Sur la question de l'accès aux documents administratifs, l'expérience de l'UFC-Que Choisir est plus restreinte. Nos journalistes soulignent toutefois la nécessité de réduire, dans la mesure du possible, les délais actuels : est-il en effet nécessaire d'accorder à une administration un mois supplémentaire pour donner sa réponse après que la Commission administrative d'accès aux documents administratifs a statué ? Par ailleurs, il convient de s'assurer de l'accès concret aux documents mis à disposition : on n'a pas toujours la possibilité de faire des copies, par exemple pour des documents d'urbanisme.

Mme Corinne Bouchoux, rapporteure. - Je reviens sur la question de l'eau. L'information ne vous semble-t-elle disponible trop tardivement ? En outre, est-elle adressée à tous les intéressés : les propriétaires comme les locataires ?

M. Jean-Jacques Hyest, président. - Au moins, le gestionnaire du réseau est-il prévenu immédiatement, ce qui lui permet d'interrompre la distribution d'eau. L'incident peut toutefois durer, en particulier s'il est nécessaire de réaliser un nouveau captage - situation que j'ai connue.
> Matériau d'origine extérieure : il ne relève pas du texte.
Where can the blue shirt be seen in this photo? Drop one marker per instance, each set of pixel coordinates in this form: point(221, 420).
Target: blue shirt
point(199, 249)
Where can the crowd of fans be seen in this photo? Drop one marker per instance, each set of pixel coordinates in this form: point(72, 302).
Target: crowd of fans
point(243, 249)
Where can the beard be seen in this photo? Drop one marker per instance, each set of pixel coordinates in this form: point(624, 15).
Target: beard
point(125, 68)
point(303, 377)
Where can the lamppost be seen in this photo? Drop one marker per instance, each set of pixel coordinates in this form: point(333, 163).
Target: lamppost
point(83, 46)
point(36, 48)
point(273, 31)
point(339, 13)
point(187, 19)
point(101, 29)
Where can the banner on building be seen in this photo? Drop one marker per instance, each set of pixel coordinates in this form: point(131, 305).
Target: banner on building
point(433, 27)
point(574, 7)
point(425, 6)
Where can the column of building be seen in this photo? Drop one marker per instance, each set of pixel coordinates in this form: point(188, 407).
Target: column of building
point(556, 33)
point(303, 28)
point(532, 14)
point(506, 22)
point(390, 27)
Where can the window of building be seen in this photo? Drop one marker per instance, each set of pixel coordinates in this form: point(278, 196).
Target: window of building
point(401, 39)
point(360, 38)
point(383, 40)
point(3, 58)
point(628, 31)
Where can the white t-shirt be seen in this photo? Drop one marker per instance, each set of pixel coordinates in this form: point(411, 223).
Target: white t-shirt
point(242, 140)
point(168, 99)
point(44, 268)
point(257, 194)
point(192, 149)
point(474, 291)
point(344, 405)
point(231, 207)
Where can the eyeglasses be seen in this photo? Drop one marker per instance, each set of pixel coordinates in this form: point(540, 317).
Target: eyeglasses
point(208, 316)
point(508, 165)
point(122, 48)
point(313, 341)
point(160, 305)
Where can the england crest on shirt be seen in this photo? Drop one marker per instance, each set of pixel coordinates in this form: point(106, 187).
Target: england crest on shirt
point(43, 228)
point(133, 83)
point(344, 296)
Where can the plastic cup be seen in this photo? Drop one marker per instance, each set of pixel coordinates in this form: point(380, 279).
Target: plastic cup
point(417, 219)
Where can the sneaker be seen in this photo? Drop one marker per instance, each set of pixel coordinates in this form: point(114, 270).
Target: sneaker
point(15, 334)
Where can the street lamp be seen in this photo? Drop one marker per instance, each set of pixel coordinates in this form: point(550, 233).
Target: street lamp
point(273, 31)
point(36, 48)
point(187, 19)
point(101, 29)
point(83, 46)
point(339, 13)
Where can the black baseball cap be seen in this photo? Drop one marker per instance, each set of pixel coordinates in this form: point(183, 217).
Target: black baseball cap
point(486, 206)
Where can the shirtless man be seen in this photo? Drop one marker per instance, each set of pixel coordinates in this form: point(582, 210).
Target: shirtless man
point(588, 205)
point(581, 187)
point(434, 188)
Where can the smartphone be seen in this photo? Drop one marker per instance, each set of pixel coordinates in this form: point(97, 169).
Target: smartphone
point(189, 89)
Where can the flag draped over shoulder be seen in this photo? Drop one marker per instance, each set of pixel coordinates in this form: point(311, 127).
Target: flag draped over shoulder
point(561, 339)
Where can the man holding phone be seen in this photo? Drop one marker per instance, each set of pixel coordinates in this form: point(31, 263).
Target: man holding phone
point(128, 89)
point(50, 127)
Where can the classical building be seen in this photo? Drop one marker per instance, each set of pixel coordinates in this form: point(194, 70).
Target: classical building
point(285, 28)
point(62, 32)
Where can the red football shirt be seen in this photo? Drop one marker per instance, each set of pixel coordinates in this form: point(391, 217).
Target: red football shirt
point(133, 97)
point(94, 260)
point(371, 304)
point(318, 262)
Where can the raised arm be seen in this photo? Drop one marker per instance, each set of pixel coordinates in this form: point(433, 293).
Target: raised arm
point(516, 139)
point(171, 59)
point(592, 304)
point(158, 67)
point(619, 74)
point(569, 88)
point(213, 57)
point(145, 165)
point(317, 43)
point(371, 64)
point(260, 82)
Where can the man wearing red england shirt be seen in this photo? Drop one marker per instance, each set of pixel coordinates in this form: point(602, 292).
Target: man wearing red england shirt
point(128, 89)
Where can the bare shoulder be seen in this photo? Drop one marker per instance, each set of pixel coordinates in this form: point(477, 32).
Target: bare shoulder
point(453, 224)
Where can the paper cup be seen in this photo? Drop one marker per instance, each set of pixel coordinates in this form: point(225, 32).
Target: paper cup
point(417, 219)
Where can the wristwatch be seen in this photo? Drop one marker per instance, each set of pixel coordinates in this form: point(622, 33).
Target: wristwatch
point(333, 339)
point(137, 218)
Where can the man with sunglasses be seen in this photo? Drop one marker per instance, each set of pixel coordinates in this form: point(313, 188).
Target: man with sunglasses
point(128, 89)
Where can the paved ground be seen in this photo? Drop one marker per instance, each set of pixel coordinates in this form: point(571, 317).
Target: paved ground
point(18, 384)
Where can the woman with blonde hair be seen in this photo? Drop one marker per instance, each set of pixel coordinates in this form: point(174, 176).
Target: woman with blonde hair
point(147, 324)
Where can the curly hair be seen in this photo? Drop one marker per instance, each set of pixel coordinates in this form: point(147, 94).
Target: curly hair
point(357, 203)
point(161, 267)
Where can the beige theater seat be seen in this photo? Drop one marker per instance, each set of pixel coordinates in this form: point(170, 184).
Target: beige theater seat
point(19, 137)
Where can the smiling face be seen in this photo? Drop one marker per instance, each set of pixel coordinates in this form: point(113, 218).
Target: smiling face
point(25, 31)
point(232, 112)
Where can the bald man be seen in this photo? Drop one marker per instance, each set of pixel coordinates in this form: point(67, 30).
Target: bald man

M. Mathieu Escot. - Effectivement, la réaction est immédiate lorsqu'il y a un doute sur la potabilité de l'eau. L'information qui vient ensuite est très utile mais il est nécessaire de la compléter par un accès plus aisé.

Mme Gisèle Printz. - Votre association sollicite souvent les parlementaires pour poser des questions au Gouvernement. D'où viennent ces interrogations ?

M. Mathieu Escot. - Effectivement, notre action de défense des consommateurs passe par un contact direct avec les pouvoirs publics pour les sensibiliser aux sujets que nous instruisons ou aux difficultés relevées au plus près du terrain.

Mme Corinne Bouchoux, rapporteure. - Pensez-vous que la création de l'action de groupe contribuera au développement de l'accès aux informations administratives ?

M. Mathieu Escot. - Les deux sujets me paraissent distincts.

M. Jean-Jacques Hyest, président. - Merci monsieur pour votre intervention qui a notamment mis en lumière les difficultés concrètes que pose l'accès aux données publiques en matière de santé.